The Court similarly excluded Plaintiff’s treating physician’s causation opinions. The physician had prepared a four-page letter in which he claimed that Plaintiff’s continued exposure to “chemical fumes” had contributed to his declining pulmonary function and exacerbated his pre-existing asthma. The letter, however, fell well short of satisfying Rule 26(a)(2)(B)’s disclosure requirements pertaining to retained experts. Therefore, the admissibility of the physician’s opinion turned on whether he was a non-retained treating physician or a retained, reporting expert.
As the Court noted, a treating physician generally may provide expert testimony regarding a patient’s illness, the appropriate diagnosis, and the cause of the illness. But, where the treating physician renders an opinion for the plaintiff in anticipation of litigation, causation is beyond the scope of the testimony a treating physician may provide without tendering an expert disclosure report. In Adkins, Plaintiff did not see the physician until months after he initiated litigation, and it was Plaintiff’s counsel who contacted and hired the physician. Indeed, counsel even attended some of Plaintiff’s appointments with the physician. The Court therefore concluded that the physician was a traditional expert and that Plaintiff’s failure to disclose the physician’s opinions in the manner required by Rule 26 required exclusion of his opinions.

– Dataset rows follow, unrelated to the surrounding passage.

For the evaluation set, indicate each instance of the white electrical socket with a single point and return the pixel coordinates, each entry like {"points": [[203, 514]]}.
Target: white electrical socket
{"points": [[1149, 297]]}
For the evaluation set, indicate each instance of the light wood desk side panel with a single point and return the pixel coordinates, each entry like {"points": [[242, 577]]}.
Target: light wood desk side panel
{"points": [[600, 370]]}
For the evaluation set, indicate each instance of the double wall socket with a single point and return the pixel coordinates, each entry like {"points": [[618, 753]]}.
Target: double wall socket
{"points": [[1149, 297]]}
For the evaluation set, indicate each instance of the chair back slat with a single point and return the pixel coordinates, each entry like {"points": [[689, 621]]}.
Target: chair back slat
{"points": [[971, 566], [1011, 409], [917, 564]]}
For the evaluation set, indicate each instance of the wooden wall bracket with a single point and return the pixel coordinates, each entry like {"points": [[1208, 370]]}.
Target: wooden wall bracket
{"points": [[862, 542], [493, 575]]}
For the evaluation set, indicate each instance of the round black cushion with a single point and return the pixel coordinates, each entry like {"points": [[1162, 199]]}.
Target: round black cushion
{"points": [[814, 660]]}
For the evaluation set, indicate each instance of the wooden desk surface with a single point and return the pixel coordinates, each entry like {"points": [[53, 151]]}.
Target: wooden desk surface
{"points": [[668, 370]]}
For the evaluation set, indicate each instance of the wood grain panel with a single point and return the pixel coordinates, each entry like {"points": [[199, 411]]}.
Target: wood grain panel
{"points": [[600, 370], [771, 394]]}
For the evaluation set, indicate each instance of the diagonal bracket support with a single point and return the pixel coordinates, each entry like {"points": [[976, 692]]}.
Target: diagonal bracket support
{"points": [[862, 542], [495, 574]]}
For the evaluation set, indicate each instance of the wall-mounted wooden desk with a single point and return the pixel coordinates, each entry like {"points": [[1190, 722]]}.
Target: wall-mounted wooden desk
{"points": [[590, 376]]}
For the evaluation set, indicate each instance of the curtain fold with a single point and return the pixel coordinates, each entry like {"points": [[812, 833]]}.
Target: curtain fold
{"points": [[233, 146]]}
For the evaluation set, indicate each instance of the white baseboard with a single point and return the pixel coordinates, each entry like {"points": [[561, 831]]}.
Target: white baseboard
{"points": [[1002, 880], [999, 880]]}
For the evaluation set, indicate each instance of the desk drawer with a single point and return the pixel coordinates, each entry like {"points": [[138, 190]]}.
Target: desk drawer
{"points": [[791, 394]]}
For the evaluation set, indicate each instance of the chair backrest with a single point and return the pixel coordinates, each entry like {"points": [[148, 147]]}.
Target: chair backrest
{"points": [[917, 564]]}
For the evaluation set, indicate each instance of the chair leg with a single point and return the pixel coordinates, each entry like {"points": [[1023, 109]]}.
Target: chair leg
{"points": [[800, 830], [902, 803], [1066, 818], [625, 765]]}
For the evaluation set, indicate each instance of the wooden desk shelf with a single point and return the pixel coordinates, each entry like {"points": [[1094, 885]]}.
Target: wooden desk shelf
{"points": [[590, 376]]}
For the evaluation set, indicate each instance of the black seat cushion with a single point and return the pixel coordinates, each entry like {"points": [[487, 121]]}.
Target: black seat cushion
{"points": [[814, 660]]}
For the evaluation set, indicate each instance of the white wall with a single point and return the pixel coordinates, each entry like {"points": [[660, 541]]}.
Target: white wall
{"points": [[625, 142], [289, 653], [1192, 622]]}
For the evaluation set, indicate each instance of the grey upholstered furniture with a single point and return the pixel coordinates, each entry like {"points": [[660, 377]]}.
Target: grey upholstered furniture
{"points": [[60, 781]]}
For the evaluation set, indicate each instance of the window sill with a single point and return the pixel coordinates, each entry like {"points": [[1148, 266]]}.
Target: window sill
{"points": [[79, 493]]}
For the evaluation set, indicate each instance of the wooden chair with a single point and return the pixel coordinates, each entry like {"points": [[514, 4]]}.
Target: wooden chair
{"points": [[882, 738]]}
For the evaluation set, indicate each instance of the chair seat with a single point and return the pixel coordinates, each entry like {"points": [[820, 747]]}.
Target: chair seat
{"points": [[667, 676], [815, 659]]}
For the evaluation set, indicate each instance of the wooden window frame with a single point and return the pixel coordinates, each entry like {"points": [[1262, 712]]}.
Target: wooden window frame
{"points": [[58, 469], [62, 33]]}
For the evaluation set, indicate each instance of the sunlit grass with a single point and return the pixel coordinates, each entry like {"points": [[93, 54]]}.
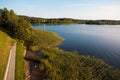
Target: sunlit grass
{"points": [[5, 45], [20, 69]]}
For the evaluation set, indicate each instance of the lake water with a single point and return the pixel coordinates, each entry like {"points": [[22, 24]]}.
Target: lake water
{"points": [[100, 41]]}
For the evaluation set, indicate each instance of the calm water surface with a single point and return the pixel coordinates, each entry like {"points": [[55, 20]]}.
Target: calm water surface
{"points": [[100, 41]]}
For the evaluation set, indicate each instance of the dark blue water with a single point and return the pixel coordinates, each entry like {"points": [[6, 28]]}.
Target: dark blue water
{"points": [[95, 40]]}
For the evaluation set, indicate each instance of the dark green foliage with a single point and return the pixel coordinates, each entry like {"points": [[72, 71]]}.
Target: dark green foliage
{"points": [[61, 65], [18, 27], [56, 64], [41, 39], [34, 20]]}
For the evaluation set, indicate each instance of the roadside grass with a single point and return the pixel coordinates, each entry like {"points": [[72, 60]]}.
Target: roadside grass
{"points": [[20, 69], [5, 45]]}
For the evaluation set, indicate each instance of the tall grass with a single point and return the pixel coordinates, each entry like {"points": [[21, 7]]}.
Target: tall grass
{"points": [[20, 63], [5, 45]]}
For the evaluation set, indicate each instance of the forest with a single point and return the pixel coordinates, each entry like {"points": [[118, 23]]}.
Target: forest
{"points": [[55, 64], [35, 20]]}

Without these excluded expert opinions, Plaintiff had not carried his burden of creating a genuine dispute whether (1) long-term, low-level H2S exposure can cause symptoms like those seen in Plaintiff (general causation), or (2) the H2S exposure alleged caused Plaintiff’s symptoms (specific causation). The Court consequently granted summary judgment for Defendant.
The Court’s strict adherence to Rule 26 is admirable. The fact that excluding an expert’s opinion for lack of proper disclosure can lead to dismissal of an entire action, as was the case in Adkins, should not relieve a party of the obligation to follow the rules. Adkins serves as a reminder that understanding and being mindful of the specifics of Rule 26, and all discovery rules, can make the difference between winning and losing a case.